Jawab, “Bagi seorang muslim yang telah belajar Islam dengan benar akan mengetahui bahwa banyaknya perselisihan dan golongan ini telah diberitakan oleh Rasulullah shallallahu 'alaihi wa sallam sejak berabad-abad yang lalu, Beliau pun telah memberitahukan jalan keluar kepada umatnya yang hidup sepeninggalnya nanti tentang sikap yang harus dilakukan seorang muslim jika menemukan zaman yang di sana terjadi banyak perselisihan agar tidak tersesat. Beliau shallallahu 'alaihi wa sallam bersabda,
سَتَرَوْنَ مِنْ بَعْدِي اخْتِلَافًا شَدِيدًا فَعَلَيْكُمْ بِسُنَّتِي وَسُنَّةِ الْخُلَفَاءِ الرَّاشِدِينَ الْمَهْدِيِّينَ
“Nanti kamu akan melihat sepeninggalku perselisihan yang dahsyat, maka peganglah Sunnahku dan sunnah para khalifah yang lurus lagi mendapatkan petunjuk.” (Shahih, HR. Ibnu Majah)

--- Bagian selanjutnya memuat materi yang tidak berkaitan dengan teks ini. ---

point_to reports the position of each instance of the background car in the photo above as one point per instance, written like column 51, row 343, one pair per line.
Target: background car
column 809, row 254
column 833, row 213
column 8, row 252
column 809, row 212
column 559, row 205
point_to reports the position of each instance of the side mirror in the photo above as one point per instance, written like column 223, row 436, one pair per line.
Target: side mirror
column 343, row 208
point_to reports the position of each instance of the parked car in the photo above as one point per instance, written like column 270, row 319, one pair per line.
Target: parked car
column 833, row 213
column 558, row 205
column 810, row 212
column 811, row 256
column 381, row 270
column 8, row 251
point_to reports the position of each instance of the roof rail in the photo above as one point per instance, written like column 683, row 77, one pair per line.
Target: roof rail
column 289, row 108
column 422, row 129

Hadits ini menunjukkan bahwa kita harus berpegang kepada Sunnah Rasulullah shallallahu 'alaihi wa sallam dan sunnah para khalifah yang lurus setelah Beliau yang mewakili para sahabat keseluruhan. Sunnah Rasulullah shallallahu 'alaihi wa sallam dan sunnah para sahabat merupakan tolok ukur benar tidaknya akidah, pemahaman, dan ibadah kita di zaman banyaknya perselisihan seperti sekarang, jika akidah, ibadah, dan pemahaman kita sama seperti mereka berarti kita sudah benar dalam memahami Islam.
Pertanyaan ketujuhpuluh tiga:
“Benarkah mencukupkan diri hanya dengan mengaku beriman?”
Jawab, “Untuk beriman secara benar harus ada fakta nyata yang membuktikannya, Allah Subhaanahu wa Ta'aala berfirman,
قَالَتِ الْأَعْرَابُ آمَنَّا قُل لَّمْ تُؤْمِنُوا وَلَكِن قُولُوا أَسْلَمْنَا وَلَمَّا يَدْخُلِ الْإِيمَانُ فِي قُلُوبِكُمْ وَإِن تُطِيعُوا اللَّهَ وَرَسُولَهُ لَا يَلِتْكُم مِّنْ أَعْمَالِكُمْ شَيْئاً إِنَّ اللَّهَ غَفُورٌ رَّحِيمٌ
Orang-orang Arab Badui itu berkata, "Kami telah beriman." Katakanlah, "Kamu belum beriman, tetapi katakanlah, 'kami telah tunduk,’ karena iman itu belum masuk ke dalam hatimu; dan jika kamu taat kepada Allah dan Rasul--Nya, Dia tidak akan mengurangi sedikit pun pahala amalanmu. Sesungguhnya Allah Maha Pengampun lagi Maha Penyayang." (QS. Al Hujuraat: 14)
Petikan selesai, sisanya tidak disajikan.